もし、「誰をリーダーに据えるか」、つまり「リーダーの配置」が有事の失敗を決定づけるほどの原因であるとすれば、それは平時のうちから「有事のためのリーダー育成」を通じて選抜しておかなければ、いざ有事になってからでは勝負は決まってしまっていると言える。
平時と有事は非連続だが、有事の意思決定や行動は、あくまでも平時での長年かけた準備の積み重ねの結果である。平時に有事のリーダーシップを行っても、変人扱いやオオカミ少年扱いされるか、嫌われるくらいで済む。だが、有事に平時のリーダーシップを行ってしまうと、組織を破滅へと導いてしまいかねない。
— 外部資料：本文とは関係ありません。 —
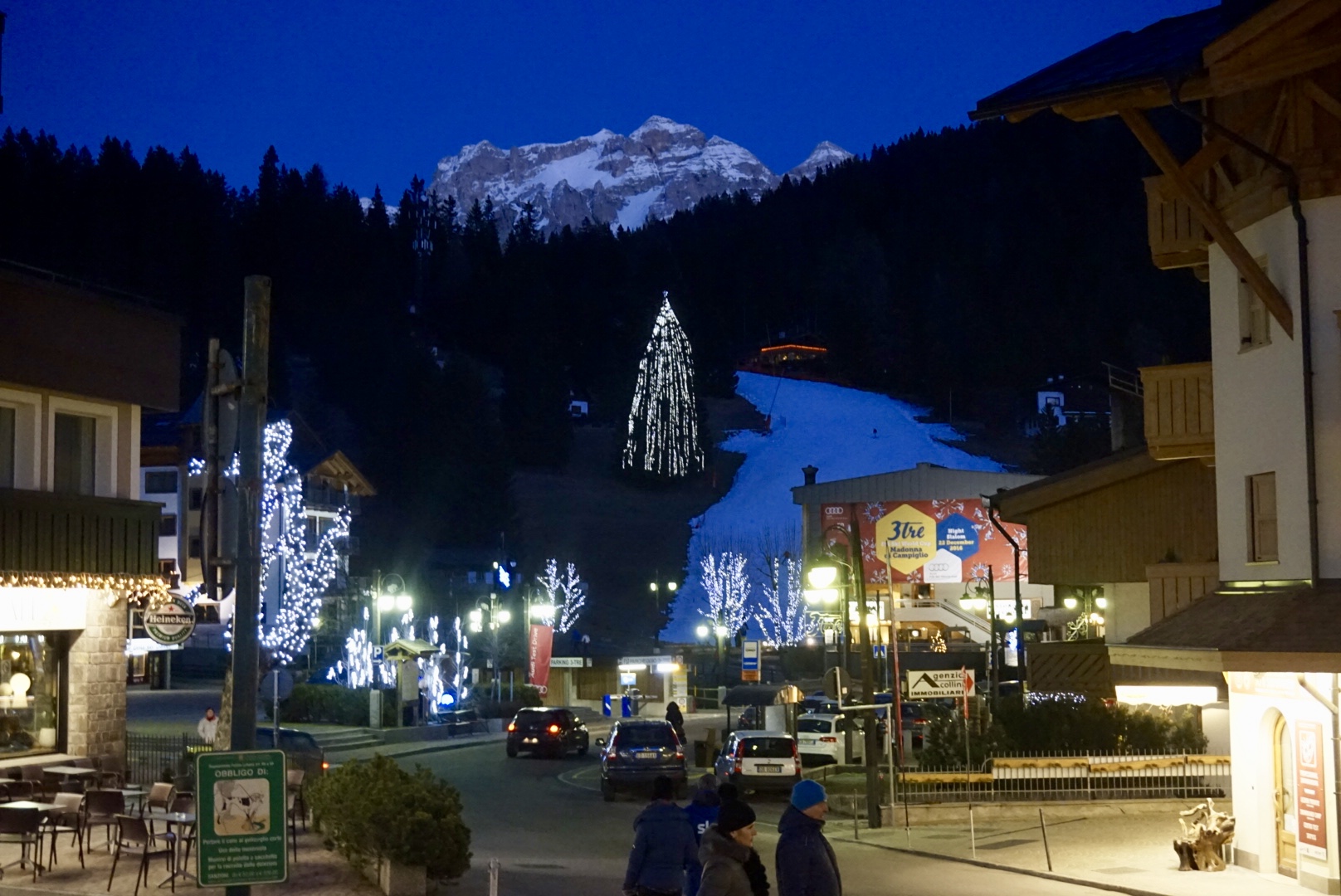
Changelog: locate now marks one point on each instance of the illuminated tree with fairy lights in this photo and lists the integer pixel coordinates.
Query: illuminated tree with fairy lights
(664, 420)
(304, 573)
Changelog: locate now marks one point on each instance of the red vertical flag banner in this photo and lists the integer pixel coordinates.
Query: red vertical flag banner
(539, 650)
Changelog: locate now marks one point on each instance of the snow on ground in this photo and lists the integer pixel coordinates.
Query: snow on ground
(844, 432)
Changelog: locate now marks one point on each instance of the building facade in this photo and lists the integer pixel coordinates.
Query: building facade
(78, 548)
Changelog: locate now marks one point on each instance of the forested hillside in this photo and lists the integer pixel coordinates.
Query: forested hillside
(977, 261)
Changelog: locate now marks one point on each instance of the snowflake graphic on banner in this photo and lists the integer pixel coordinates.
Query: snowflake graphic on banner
(943, 509)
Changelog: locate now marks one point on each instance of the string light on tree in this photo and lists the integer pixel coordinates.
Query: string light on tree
(727, 585)
(664, 419)
(563, 596)
(782, 612)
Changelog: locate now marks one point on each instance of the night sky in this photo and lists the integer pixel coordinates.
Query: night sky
(378, 91)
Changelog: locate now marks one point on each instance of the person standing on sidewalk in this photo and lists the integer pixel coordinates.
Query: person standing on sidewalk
(805, 861)
(727, 846)
(703, 815)
(664, 845)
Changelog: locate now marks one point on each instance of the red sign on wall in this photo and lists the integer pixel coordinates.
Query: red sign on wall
(541, 647)
(1310, 791)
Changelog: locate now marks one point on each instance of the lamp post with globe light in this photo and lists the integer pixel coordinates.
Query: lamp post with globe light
(388, 595)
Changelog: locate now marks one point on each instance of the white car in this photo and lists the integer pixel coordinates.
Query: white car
(820, 737)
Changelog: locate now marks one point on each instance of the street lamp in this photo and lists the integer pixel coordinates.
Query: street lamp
(388, 595)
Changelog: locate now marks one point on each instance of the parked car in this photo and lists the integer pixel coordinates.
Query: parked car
(759, 761)
(636, 752)
(546, 730)
(300, 750)
(820, 738)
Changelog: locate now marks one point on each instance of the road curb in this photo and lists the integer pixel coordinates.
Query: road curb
(1045, 874)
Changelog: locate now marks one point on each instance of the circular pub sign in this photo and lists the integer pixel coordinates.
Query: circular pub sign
(171, 622)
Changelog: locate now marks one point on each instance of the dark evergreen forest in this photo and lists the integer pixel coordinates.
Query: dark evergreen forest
(973, 262)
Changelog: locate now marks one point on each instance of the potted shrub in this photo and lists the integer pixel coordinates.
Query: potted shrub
(404, 828)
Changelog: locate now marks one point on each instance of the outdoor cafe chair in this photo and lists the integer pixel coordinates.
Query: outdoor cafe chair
(101, 809)
(23, 826)
(66, 819)
(133, 837)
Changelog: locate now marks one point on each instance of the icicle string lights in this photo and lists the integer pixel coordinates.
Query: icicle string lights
(664, 419)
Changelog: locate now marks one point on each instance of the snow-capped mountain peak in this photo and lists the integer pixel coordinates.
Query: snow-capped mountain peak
(661, 168)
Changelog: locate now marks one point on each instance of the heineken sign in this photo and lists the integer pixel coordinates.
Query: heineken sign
(172, 621)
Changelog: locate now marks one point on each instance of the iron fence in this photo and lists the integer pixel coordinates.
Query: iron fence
(161, 757)
(1054, 777)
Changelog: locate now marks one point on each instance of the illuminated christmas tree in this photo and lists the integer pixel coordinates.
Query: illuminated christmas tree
(664, 420)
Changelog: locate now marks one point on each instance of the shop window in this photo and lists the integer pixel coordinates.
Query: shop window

したがって、平時のうちから有事のためのリーダー育成を行いながら、非連続的に起こる有事に備えて「誰をリーダーに据えるか」が極めて重要。このように考えると、リーダーの配置を行う恐ろしさを理解せざるを得ないだろう。 ************************** 昭和天皇自身が、太平洋戦争の敗戦について4点を挙げ、その一つに「常識ある主脳者(原文ママ)の存在しなかった事。往年の山県(有朋)、大山(巌)、山本権兵衛、と云ふ様な大人物に欠け、政戦両略の不充分の点が多く(略)」と『昭和天皇独白録』で明かしているほどだ。確かに天皇の胸中を理解できる人材がいなかったことが、太平洋戦争時には明白であった。